Context: This comprehensive Cambridge University study examined 4,500 federal and state-level races from 2000-2018 to assess the influence of TV ads on election results. The study provides “the most comprehensive analysis of advertising effects to date.”

Findings:

  • TV ads do have an impact, but much less in presidential vs. down-ballot races — and mostly for persuasion (changing undecided voters’ attitudes on candidates), not mobilization (getting partisan voters to vote).
  • TV ads only likely sway outcomes “in close races where one party is able to muster a substantial advertising advantage. But we do not claim that this is a common occurrence.”
  • The trend of increased partisan polarization and decreased split-ticket voting could “lead to a decrease in the effect of television advertising on elections.”

Down-Ballot Focus, Up-Ballot Benefits

MVP invests in local organizations that focus not only on federal races but also on the state, county, and local elections that have a direct impact on voters’ daily lives.

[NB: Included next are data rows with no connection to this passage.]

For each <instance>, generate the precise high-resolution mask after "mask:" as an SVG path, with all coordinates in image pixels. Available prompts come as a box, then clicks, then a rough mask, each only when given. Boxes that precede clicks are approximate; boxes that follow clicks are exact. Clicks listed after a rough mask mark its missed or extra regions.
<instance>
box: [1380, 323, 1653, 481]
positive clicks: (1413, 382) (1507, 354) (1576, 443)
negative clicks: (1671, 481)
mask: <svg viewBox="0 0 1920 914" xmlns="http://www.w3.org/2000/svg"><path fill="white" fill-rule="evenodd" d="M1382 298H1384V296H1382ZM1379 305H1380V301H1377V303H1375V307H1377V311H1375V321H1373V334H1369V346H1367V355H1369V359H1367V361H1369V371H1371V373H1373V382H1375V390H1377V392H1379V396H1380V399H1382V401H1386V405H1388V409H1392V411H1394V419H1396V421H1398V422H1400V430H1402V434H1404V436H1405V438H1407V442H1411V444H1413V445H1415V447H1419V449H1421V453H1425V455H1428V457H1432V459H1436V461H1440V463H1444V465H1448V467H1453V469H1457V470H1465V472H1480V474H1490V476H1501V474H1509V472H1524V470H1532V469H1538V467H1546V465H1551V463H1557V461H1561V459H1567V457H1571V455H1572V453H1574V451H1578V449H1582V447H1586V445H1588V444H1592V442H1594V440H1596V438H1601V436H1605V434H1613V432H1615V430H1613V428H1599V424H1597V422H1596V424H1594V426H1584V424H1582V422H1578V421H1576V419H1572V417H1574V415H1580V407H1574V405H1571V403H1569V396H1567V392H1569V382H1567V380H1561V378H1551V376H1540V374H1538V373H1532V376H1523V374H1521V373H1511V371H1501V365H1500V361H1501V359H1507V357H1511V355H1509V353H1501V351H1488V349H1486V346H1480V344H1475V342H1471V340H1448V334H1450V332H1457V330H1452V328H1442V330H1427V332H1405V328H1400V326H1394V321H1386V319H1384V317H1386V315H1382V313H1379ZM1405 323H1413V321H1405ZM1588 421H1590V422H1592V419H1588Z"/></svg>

MVP partners get out the vote for these races, as well as identify, recruit, and develop candidates to run in them.

When we invest in local races, we create a “multiplier effect.”

Credit: Run for Something

For Our Future + Run for Something (November 2021)

Reverse Coattails Effect 2016-2020, by BlueLabs Analytics

Context: Run for Something and For Our Future commissioned BlueLabs to study whether Democrats contesting state legislative races could increase vote-share at the top of the ticket in battleground states.

Findings: 

  • “Folks running for state and local offices were responsible for increasing turnout for statewide or national candidates.”
  • “Across states and cycles, we found an estimated 0.4% – 2.3% bump in top-of-ticket vote share when every local state legislature seat within a precinct is challenged.”
  • “While Democratic candidates running in districts that would be otherwise uncontested Republican races may not win those seats, they may provide an important vote share bump in close statewide contests”.

“The dollars spent locally go further because they directly reach and educate voters through community based organizing in ways ad-buys and big campaigns can’t. They also build political infrastructure and talent, allowing for us to take a deep red district and over many years, turn it competitive. No race goes from 70/30 to 50/50 overnight!”